Just got done investigating a spambot we had earlier, and it looks like they used a lot of compromised accounts on other instances to give their post an initial upvote boost. If you don’t already, please remember to use a good strong password. Keeping your account secure helps reduce spam across the whole of lemmy, and keeps your account from getting banned for things you didn’t actually do.
I recommend Diceware! I use it in my professional capacity as an IT/Security person, and also you get to use your mathrocks!
EDIT: Oh, also, all that numbers and symbols shit is no longer considered good practice. Just make it a really long collection of random words, at least 12, ideally 16+ characters. And make sure the words are actually random; your 3 favorite sports teams isn’t good enough, which is why I recommend diceware.
Over the years, nobody has ever guessed my passwords, but four sites I was subscribed to were compromised and my email+password got leaked anyway.
The strongest chain and the weakest link…
Random passwords are good practice, what isn’t good practice is following specific password requirements like 10 characters 1 uppercase, 1 symbol because that reduces your search space. A 30 or 50 character password generated by your password manager is always the most secure option, the longer the better. I generate passwords that go to the maximum the service allows.

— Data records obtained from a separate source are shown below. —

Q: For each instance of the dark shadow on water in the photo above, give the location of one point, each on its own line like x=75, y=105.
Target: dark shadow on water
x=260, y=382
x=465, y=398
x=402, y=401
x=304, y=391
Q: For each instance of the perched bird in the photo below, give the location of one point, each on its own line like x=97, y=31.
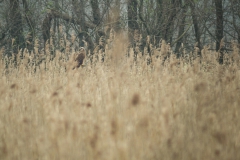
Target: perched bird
x=79, y=57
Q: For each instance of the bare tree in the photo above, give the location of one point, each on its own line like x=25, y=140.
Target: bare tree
x=16, y=26
x=219, y=28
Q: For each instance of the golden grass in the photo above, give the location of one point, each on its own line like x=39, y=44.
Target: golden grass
x=124, y=110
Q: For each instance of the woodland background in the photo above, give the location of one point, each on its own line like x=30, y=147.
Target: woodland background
x=192, y=23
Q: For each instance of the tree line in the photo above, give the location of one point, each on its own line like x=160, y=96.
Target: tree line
x=181, y=23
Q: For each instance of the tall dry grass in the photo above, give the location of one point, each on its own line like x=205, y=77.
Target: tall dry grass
x=120, y=109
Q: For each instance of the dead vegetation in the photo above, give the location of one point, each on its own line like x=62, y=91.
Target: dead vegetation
x=122, y=108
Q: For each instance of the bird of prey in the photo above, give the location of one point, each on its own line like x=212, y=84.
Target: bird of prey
x=79, y=57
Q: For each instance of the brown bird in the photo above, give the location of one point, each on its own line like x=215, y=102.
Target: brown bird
x=79, y=57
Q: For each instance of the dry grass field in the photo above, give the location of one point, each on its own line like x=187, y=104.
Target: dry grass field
x=182, y=109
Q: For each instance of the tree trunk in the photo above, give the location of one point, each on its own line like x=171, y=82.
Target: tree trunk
x=132, y=20
x=219, y=28
x=181, y=30
x=30, y=37
x=196, y=26
x=16, y=26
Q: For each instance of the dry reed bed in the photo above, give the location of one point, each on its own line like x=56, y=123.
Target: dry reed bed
x=121, y=111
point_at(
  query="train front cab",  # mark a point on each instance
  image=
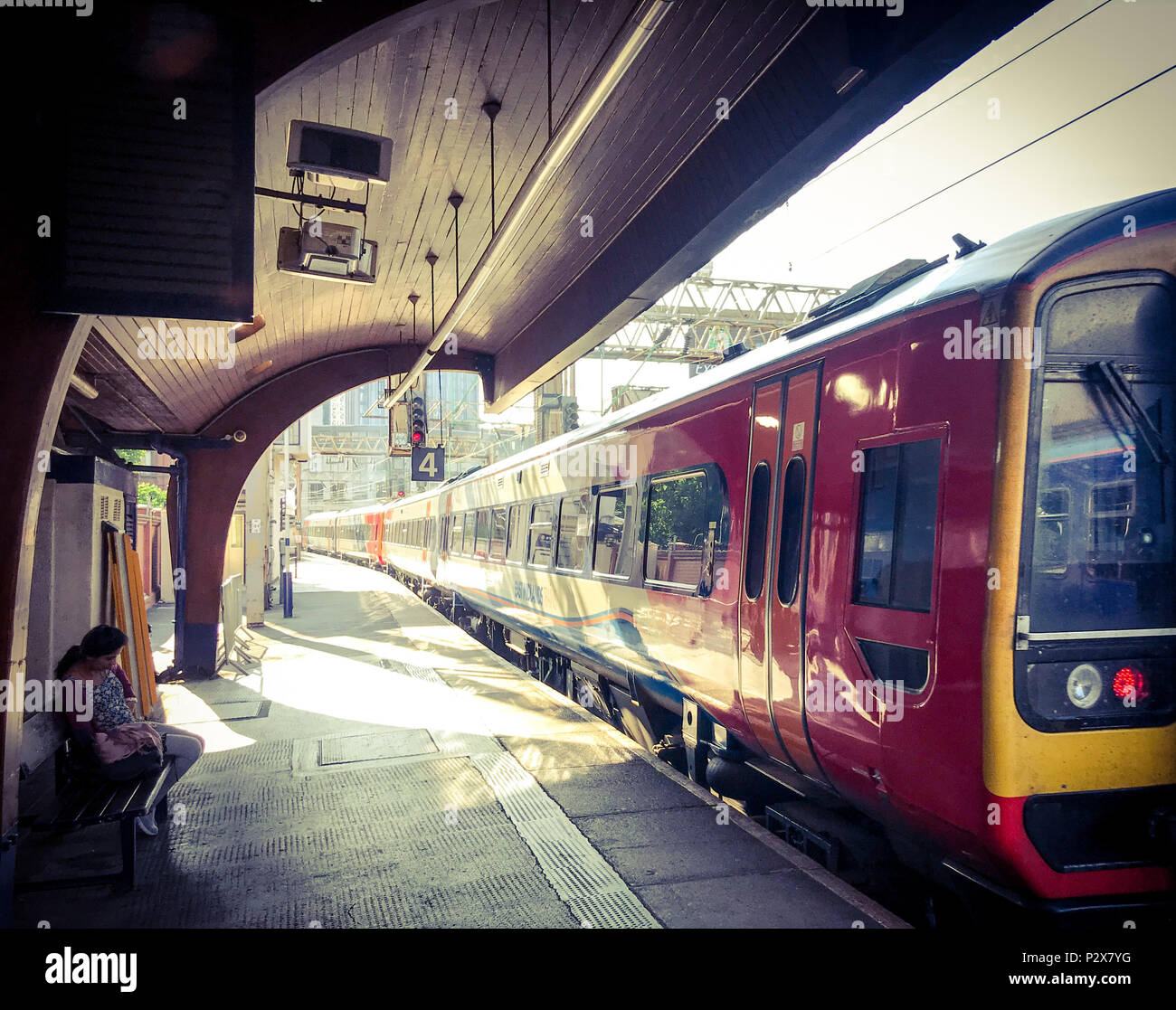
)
(1080, 708)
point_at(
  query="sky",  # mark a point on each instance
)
(904, 191)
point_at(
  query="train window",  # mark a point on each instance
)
(482, 541)
(757, 531)
(539, 552)
(498, 534)
(677, 529)
(612, 549)
(896, 536)
(517, 540)
(573, 541)
(792, 527)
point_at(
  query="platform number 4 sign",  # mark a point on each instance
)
(428, 463)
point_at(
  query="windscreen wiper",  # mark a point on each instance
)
(1121, 390)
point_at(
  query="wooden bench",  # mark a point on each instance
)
(83, 798)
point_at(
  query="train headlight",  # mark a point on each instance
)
(1062, 696)
(1083, 687)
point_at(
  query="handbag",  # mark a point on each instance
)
(128, 751)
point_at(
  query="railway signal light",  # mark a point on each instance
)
(418, 426)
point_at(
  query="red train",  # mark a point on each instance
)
(918, 555)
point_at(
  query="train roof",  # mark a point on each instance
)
(984, 269)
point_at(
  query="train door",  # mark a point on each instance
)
(755, 613)
(772, 599)
(788, 563)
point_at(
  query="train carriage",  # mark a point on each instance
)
(917, 555)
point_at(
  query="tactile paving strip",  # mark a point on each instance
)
(580, 875)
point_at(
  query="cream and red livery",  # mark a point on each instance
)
(918, 552)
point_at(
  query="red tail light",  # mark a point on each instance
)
(1130, 682)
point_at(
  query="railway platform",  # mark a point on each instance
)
(381, 768)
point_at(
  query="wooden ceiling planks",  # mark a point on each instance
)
(398, 87)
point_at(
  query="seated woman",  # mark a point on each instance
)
(97, 661)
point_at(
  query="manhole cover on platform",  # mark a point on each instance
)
(230, 712)
(375, 746)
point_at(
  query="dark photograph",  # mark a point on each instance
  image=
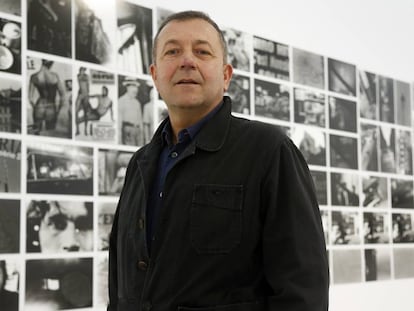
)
(402, 103)
(345, 189)
(135, 111)
(376, 228)
(369, 147)
(9, 285)
(309, 107)
(95, 31)
(50, 96)
(49, 27)
(59, 227)
(387, 149)
(344, 152)
(95, 105)
(10, 161)
(59, 169)
(112, 165)
(377, 264)
(386, 99)
(312, 143)
(402, 193)
(341, 77)
(10, 105)
(342, 114)
(239, 45)
(10, 46)
(134, 35)
(375, 191)
(59, 284)
(308, 68)
(9, 226)
(368, 104)
(271, 58)
(271, 100)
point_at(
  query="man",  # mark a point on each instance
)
(217, 212)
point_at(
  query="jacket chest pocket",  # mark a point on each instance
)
(216, 218)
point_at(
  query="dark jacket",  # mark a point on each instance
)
(239, 228)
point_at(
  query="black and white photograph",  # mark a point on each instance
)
(375, 191)
(112, 165)
(95, 105)
(9, 284)
(319, 180)
(387, 149)
(9, 226)
(95, 25)
(135, 111)
(10, 7)
(49, 112)
(402, 193)
(309, 107)
(59, 284)
(106, 213)
(271, 59)
(386, 99)
(347, 266)
(49, 26)
(368, 104)
(376, 228)
(342, 114)
(134, 35)
(402, 102)
(403, 263)
(239, 91)
(308, 68)
(239, 46)
(403, 228)
(10, 161)
(10, 105)
(341, 77)
(59, 169)
(59, 227)
(10, 46)
(369, 147)
(271, 100)
(345, 228)
(344, 152)
(345, 189)
(312, 143)
(404, 153)
(377, 264)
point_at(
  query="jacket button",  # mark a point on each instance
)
(142, 265)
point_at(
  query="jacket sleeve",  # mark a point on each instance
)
(294, 251)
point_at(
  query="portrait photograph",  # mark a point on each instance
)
(308, 68)
(271, 100)
(271, 59)
(9, 226)
(49, 26)
(59, 169)
(59, 284)
(49, 109)
(309, 107)
(368, 104)
(134, 38)
(10, 105)
(341, 77)
(54, 227)
(10, 162)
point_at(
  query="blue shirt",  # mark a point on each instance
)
(170, 154)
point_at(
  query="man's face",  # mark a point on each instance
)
(189, 71)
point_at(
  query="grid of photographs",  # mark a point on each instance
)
(77, 101)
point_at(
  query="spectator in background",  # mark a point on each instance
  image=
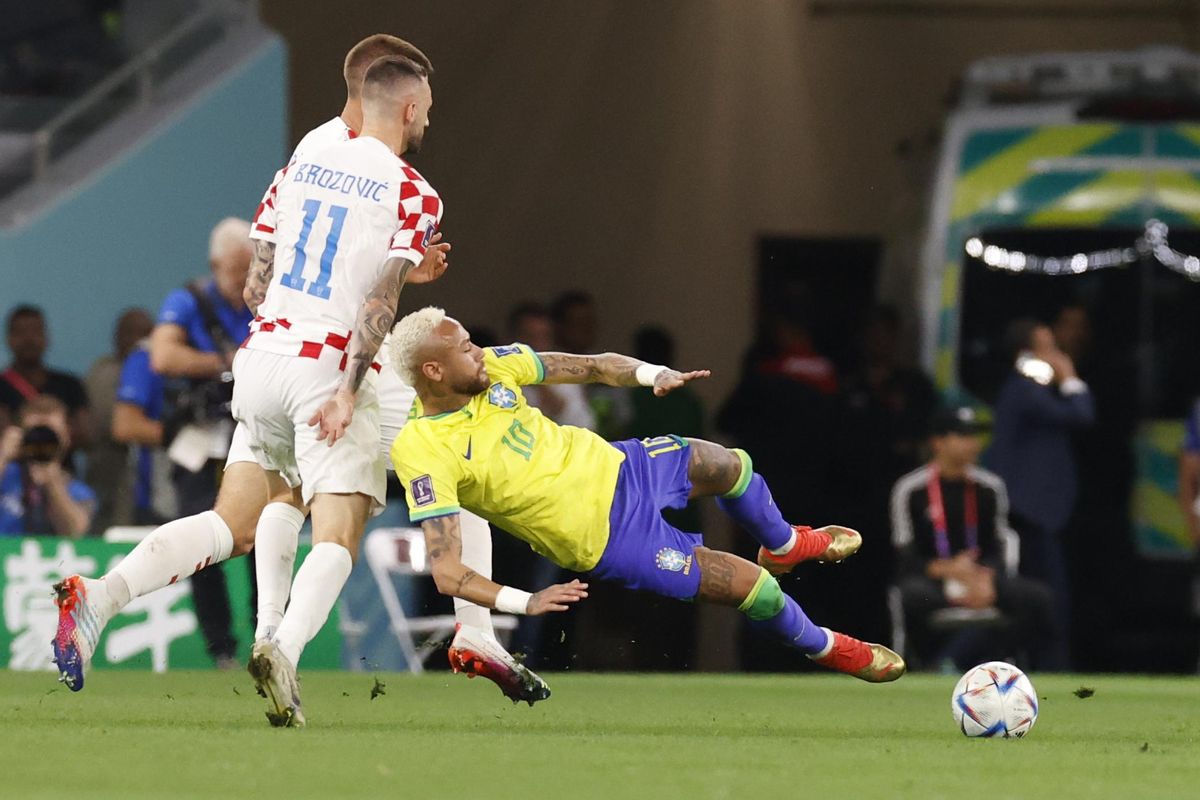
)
(564, 403)
(196, 338)
(1041, 404)
(1189, 495)
(36, 494)
(574, 314)
(137, 423)
(882, 425)
(947, 521)
(885, 413)
(887, 403)
(784, 405)
(108, 471)
(28, 377)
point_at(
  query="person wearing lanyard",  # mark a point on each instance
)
(947, 518)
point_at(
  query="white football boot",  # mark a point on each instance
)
(475, 653)
(275, 678)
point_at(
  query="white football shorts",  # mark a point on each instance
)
(274, 398)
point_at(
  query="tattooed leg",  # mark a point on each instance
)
(730, 581)
(712, 469)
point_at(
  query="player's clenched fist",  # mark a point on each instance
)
(432, 264)
(556, 597)
(334, 416)
(669, 380)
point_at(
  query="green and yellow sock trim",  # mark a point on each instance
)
(766, 600)
(743, 483)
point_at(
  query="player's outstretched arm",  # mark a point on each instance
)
(262, 270)
(443, 540)
(613, 370)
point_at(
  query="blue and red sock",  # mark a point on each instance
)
(773, 612)
(749, 503)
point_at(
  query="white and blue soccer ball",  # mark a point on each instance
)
(995, 699)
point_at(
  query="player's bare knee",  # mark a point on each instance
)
(725, 578)
(241, 525)
(714, 469)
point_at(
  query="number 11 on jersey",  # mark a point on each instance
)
(293, 280)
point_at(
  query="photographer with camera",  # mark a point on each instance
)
(192, 346)
(36, 493)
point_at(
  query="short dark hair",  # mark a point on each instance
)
(385, 72)
(522, 310)
(23, 310)
(375, 47)
(1019, 335)
(568, 300)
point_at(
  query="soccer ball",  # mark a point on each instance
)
(995, 699)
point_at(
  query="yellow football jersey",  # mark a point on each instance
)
(550, 485)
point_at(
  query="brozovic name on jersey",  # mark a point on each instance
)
(340, 181)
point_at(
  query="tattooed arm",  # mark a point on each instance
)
(262, 269)
(611, 368)
(375, 319)
(443, 542)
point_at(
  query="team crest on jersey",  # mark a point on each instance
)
(672, 560)
(501, 396)
(423, 491)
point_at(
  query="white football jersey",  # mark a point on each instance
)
(321, 137)
(341, 211)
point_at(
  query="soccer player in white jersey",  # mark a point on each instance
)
(474, 649)
(330, 301)
(256, 509)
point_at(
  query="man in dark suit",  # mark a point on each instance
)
(1041, 403)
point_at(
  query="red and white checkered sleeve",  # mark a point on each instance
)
(420, 212)
(263, 226)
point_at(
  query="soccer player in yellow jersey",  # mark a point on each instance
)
(587, 504)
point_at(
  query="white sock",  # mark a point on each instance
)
(787, 547)
(107, 595)
(172, 553)
(313, 593)
(477, 554)
(275, 555)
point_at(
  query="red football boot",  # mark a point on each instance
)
(827, 545)
(874, 663)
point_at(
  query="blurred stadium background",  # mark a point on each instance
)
(745, 176)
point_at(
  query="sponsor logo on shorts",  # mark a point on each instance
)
(672, 560)
(421, 488)
(501, 396)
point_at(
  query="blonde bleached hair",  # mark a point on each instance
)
(228, 234)
(407, 338)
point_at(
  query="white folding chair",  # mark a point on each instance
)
(394, 552)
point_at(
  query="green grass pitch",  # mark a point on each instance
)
(203, 735)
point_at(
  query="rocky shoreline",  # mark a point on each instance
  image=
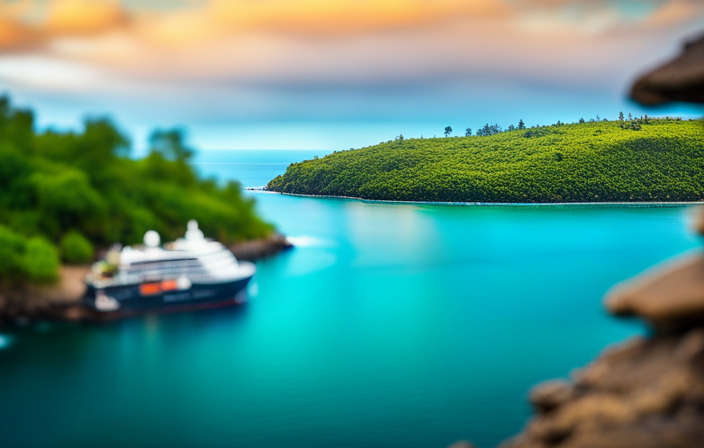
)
(61, 301)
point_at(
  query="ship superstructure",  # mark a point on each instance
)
(190, 272)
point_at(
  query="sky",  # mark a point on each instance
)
(333, 74)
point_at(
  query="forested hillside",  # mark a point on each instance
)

“Password must be between 8 and 12 characters” 🤦🏻♂️
'Pass word1!
Oh, ’ and spaces aren’t allowed?
Horse: “That’s a battery staple.”
Man: “Correct!”
these are called pass phrases and yes, they tend to be way more secure at least until quantum computers render all traditional cryptography meaningless.
Basically what diceware does. It’s just that humans are really bad at picking random words (“banana” is over represented, for instance) that’s what diceware helps with.
I used to use words from different vernaculars or languages. Sometimes i double check they are too abstract and weird to correct horse battery staple easily just because I’m a contrarian asshole snd thst helps me remember. exquisitevibrattoacquittalbevelschaudenfreude
My password is ‘friend’, should I change it? I feel like it keeps all the nasty visitors out while letting the good folk inside.
A much more secure password is “Mellon”. I’ve used it as a door code for ages, and nobody can guess it.
Some great mind took hours to break this password. Hours!
Spoiler: the pony survived!
This is what you get for making me admin, I’ve gone mad with power, muhahahahaha!
crimes o-o
Just make one super strong password, use that to unlock you password manager and have it generate 30 character passwords for everything.
Ideally all lowercase letters to make them easy to type when you need to use them in another device. Unfortunately, a lot of places don’t allow that, preferring less secure and more inconvenient passwords.
Password managers are OK but I have hesitations on them personally. I’m leery of putting all my most high-value stuff in one place behind one password. What I do instead is memorize a truly unreasonable amount of passwords, though, which I recognize is not a reasonable expectation for others. For threat models in which you’re not worried about in-person attacks, it may actually be a good idea to just write your passwords down, maybe keep your password book in something with a lock on it. I’m not advocating for any particular method, just putting it out there so people can make an informed decision.
I’m leery of putting all my most high-value stuff in one place behind one password.
Password managers (at least the non-browser based ones) use methods provided by the OS to protect themselves from screen recording, direct memory reading and keyboard-sniffing. Most password managers can also be set up to require a keyfile and/or physical passkey to unlock their databases.
A keyfile stores data necessary for decryption separate from the password database and means someone couldn’t get into your passwords even if your database was stolen and they knew the master password (assuming you stored your keyfile separate from the database - the file and its location should be treated like a password itself). A keyfile also lets you keep your database on cloud storage while manually transferring the key to trusted devices, allowing cloud syncing of your passwords without fear of leaks - without the keyfile it’s all just random data.
A physical passkey makes it virtually impossible to breach the database unless someone steals the USB device, since it uses a challenge-response model and the data needed to spoof it should never leave the device.
To be fair, a ‘strong’ password isn’t likely to help all that much.
Those compromised account lists are almost exclusively from websites that were hacked to harvest passwords, or didn’t hash their passwords sufficiently in the first place.
Making a strong password is obviously ideal. But people are generally better off with some basic in-browser password management - avoid password reuse is the real big deal. Maybe diceware is the thing to use if there’s a specific password you need to actually remember and re-type across devices
Also: Reminder to enable 2 factor authentication, of you haven’t.
Diceware is a password locker?
Diceware is a method of generating random memorable passwords.
I would suggest a password locker rather than just a generated passphrase.